- More information emerges that unsupervised and opaque derivatives that provide cryptocurrency traders with leverage may have been a large contributor to sharp losses in mid-May
- Cryptocurrency markets provide sufficient returns without the need to rely on leverage and traders who rely on levered bets run the risk of blowing up without necessarily knowing why they blew up
Over two days in May, it was all gone.
Traders rushing to top up margin calls on exchanges like Binance couldn’t get into the exchange because of outages, and highly-levered positions were automatically closed resulting in estimated billions of dollars in losses.
And it didn’t matter which way traders had bet either, whether long or short.
Creaky market plumbing, which even in the best of times can be unreliable, collapsed into a cacophony of calls for margin that left traders bewildered how their bets in the right direction could have actually lost money.
Part of the reason is market structure, the other of course, is complex derivative products that make it difficult to know for sure how much margin is needed.
For instance, Binance offers a product unique to the cryptocurrency markets with a variable leverage ratio that floats between 1.25 to 4 times.
In theory, a 20% plunge in the underlying digital asset off a short bet should translate into anywhere between a 25% and 80% gain.
Binance touts this unpredictability as a feature, because it allegedly prevents front-running, but given the manic swings that are typical of cryptocurrency markets, it can also result in completely unexpected outcomes.
During periods of extreme market volatility, cryptocurrencies can surge, fall and double back at breakneck speed.
Even if a short bet is called in the right direction, unless traders put down copious amounts of margin to cater for the unexpected ratcheting up of leverage ratios to say 4 times, they can get stopped out.
And some instruments even allow for leverage ratios well in excess of that, which in the cryptocurrency markets can lead to massive margin calls, completely out of what traders may have made provision for.

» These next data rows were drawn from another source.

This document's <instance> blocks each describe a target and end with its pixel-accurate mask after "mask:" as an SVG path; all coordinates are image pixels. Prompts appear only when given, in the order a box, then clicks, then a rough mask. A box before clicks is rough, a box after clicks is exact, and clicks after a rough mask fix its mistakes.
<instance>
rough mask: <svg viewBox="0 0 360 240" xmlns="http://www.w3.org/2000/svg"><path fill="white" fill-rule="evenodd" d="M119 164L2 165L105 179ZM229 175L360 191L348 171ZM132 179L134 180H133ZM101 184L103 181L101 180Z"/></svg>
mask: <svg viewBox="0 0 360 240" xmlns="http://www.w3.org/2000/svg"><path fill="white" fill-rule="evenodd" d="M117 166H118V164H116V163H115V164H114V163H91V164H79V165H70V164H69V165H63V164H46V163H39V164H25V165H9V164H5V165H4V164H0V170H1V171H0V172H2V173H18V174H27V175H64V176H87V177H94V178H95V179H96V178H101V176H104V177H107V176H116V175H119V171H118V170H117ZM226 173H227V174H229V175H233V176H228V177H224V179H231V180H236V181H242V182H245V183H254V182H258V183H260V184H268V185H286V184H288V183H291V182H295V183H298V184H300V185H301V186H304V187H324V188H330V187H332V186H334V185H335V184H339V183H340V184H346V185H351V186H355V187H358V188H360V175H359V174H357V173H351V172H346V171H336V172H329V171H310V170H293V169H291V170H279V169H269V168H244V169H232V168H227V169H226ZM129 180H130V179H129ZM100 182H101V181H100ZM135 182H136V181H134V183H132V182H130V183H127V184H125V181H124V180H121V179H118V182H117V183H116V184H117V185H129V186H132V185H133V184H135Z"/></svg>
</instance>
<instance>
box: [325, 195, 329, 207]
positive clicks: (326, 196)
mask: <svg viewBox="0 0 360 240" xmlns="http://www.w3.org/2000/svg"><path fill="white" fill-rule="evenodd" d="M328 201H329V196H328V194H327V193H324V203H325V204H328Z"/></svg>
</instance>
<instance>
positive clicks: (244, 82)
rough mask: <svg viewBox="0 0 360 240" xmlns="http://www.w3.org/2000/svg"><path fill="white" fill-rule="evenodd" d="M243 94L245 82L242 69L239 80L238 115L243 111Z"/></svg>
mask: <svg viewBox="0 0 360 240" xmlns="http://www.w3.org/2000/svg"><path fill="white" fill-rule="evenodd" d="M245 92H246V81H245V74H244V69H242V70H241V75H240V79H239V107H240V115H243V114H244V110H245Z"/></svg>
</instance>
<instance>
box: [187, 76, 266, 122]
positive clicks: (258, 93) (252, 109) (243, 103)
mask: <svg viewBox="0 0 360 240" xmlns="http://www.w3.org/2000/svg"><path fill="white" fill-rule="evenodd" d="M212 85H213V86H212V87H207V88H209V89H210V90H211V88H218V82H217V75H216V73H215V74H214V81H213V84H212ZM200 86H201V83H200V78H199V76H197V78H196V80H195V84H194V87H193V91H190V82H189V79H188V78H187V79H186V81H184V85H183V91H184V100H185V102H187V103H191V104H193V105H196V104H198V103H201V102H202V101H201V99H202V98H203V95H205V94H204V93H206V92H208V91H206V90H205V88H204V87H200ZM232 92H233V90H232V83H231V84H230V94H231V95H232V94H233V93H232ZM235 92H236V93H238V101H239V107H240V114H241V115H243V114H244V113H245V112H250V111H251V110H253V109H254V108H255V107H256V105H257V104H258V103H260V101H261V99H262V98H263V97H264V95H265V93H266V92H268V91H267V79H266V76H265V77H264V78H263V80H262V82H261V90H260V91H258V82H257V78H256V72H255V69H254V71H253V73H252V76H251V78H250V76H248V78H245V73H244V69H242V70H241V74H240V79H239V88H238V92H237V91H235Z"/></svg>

For instance, let’s say a trader has made provision for margins of up to 2x based on what they think that that market should act within.
If the market moves against the trader, even if it’s momentary, the margin requirement for a 2x bet and say a 4x bet could be more than double whatever the trader put into their margin accounts and unless the trader managed to top up the margin in time, they’d be stopped out and a “winning” bet in the right direction, now becomes a losing bet.
And that’s exactly what happened over two days from May 18 to May 19, when even some of the most robust cryptocurrency exchanges like Binance and Coinbase (+0.17%) saw their systems groaning because of heightened market volatility.
As more traders wanted to cash out their bearish leveraged bets, outflows caused the leverage ratio to spike, and when the program was forced to trim short exposure in rocky and illiquid market conditions to lower the ratio again, traders lost money.
Quite simply, these leveraged bets were forced to keep cutting positions at the worst possible time.
At the heart of the debacle was that Binance, does not answer to any market regulator and there is zero transparency how these leverage ratios are determined.
While a clutch of legal actions are being taken against Binance at this time, it’s not clear if they will succeed or if there’s a significant legal entity to even succeed against, another reminder that cryptocurrencies are volatile enough without adding leverage to the equation.